The contempt for her mother’s capitulation might propel a girl to outdo her. At the same time, to reject her mother’s example was to be a traitor to her love; to step out into the larger world might arouse a daughter’s guilt and her mother’s rage. Literary historian Carolyn Heilbrun has argued that the heroines of most novels by women have no mothers, or ineffectual ones, because they reflect the female dream of taking control of one’s life without injuring the much loved and pitied mother. Outside of fiction, the dilemma was not so easily resolved. For most of the women of ’69, their relationships with their mothers are a work in progress. As they reach middle age and each hears her mother’s voice in her own, she can still feel compelled to resist the vortex of her feminine history. More often, both women have evolved toward each other and a grateful peace.
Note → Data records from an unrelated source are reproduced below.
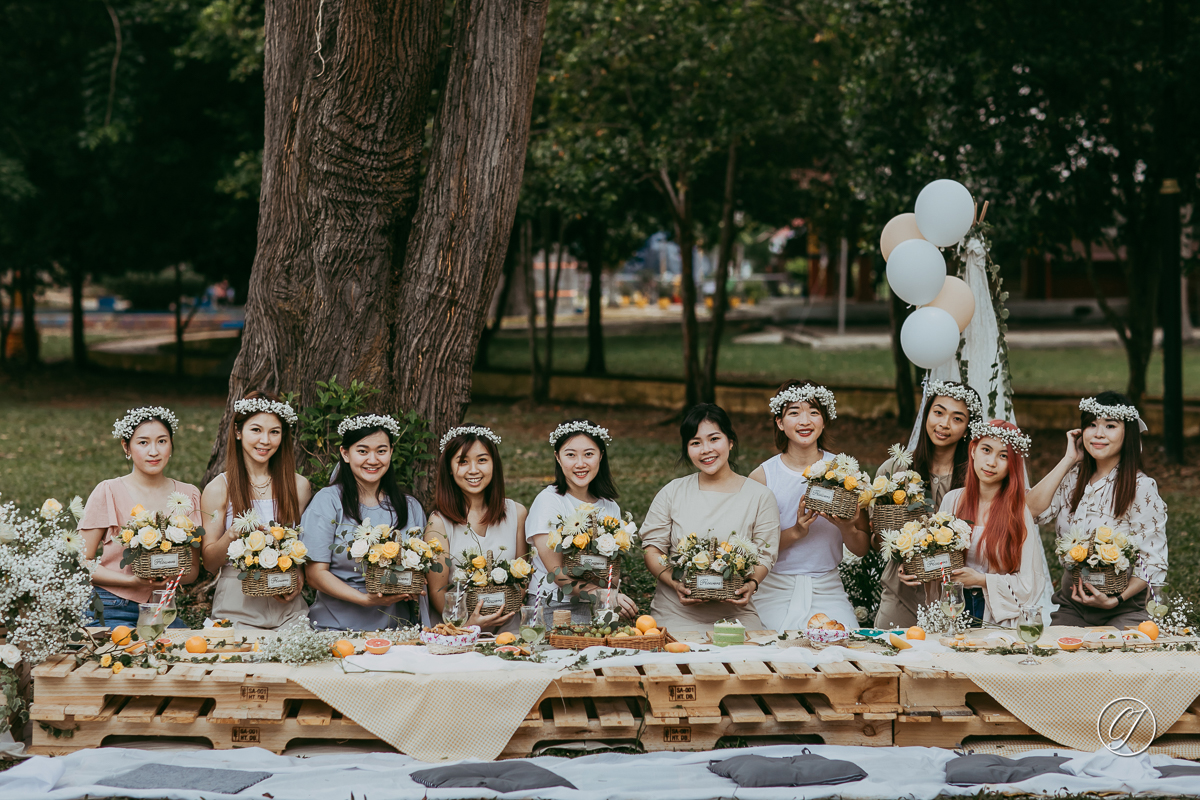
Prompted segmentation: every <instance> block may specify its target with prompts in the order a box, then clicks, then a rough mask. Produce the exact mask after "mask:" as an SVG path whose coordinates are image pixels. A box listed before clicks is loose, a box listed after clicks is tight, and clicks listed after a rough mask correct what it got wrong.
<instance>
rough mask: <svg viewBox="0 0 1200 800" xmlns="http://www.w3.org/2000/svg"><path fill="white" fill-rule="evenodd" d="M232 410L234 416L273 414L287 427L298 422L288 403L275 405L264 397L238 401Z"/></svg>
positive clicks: (294, 424) (299, 417)
mask: <svg viewBox="0 0 1200 800" xmlns="http://www.w3.org/2000/svg"><path fill="white" fill-rule="evenodd" d="M233 410H234V414H274V415H275V416H277V417H280V419H281V420H283V421H284V422H287V423H288V425H295V423H296V422H299V421H300V417H298V416H296V413H295V410H294V409H293V408H292V405H290V404H289V403H277V402H275V401H269V399H266V398H265V397H254V398H251V399H240V401H238V402H236V403H234V404H233Z"/></svg>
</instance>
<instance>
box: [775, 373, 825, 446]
mask: <svg viewBox="0 0 1200 800" xmlns="http://www.w3.org/2000/svg"><path fill="white" fill-rule="evenodd" d="M793 386H816V384H815V383H812V381H811V380H785V381H784V383H781V384H780V385H779V389H776V390H775V393H776V395H779V393H780V392H785V391H787V390H788V389H792V387H793ZM804 402H806V403H808V404H809V405H810V407H812V408H815V409H817V410H818V411H821V421H822V422H824V428H823V429H822V431H821V435H820V437H817V447H818V449H820V450H821V451H822V452H823V451H826V450H828V447H827V446H826V445H829V446H833V435H832V434H830V433H829V409H827V408H826V407H824V405H822V404H821V401H818V399H817V398H816V397H814V398H812V399H810V401H804ZM790 405H791V403H788V404H787V405H785V407H784V408H781V409H779V414H776V415H775V421H776V422H778V421H779V420H782V419H784V414H786V413H787V408H788V407H790ZM788 441H791V439H788V438H787V434H786V433H784V432H782V431H780V429H779V426H778V425H776V426H775V449H776V450H778V451H779V452H787V443H788Z"/></svg>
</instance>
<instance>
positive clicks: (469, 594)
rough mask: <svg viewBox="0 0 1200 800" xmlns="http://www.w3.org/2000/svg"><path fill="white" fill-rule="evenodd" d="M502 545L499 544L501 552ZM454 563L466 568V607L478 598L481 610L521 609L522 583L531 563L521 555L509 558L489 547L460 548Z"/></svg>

Before that rapprochement was possible, however, their break with the past required a good number of these women to give the pendulum a hard swing. In the years that followed Wellesley, in that loose-bordered epoch typically called the sixties (though it spilled well into the seventies), a number of the women of ’69 chose exile or estrangement, taking off like runaways with no forwarding address
, moving into communes or marriages so unacceptable as to guarantee broken ties. Like George Eliot’s fall from austere bluestocking into mistress of a married man, which made it possible for her to write, a woman wanting to escape the conventional role into which she was cast had to transgress.
CHAPTER THREE
Rebellions and New Solidarities
In the summer of 1970, Alcohol, Tobacco and Firearms special investigators Clyde Curry and Robert d’Orsa and Sgt. Ronald Andrade of the Fall River, Massachusetts, police department testified before Senator Strom Thurmond and the Senate Subcommittee on the Internal Security Act. Their topic was the “Extent of Subversion in the New Left.” Though the testimony ranged widely, the questioners were most keenly interested in the members of the Regional Action Group (RAG), who had settled into several communes in Fall River in order to conduct political education and organize among the mostly white working-class residents. “The landlords complained that these individuals were using narcotics and wanted to overthrow the country,” Mr. d’Orsa reported.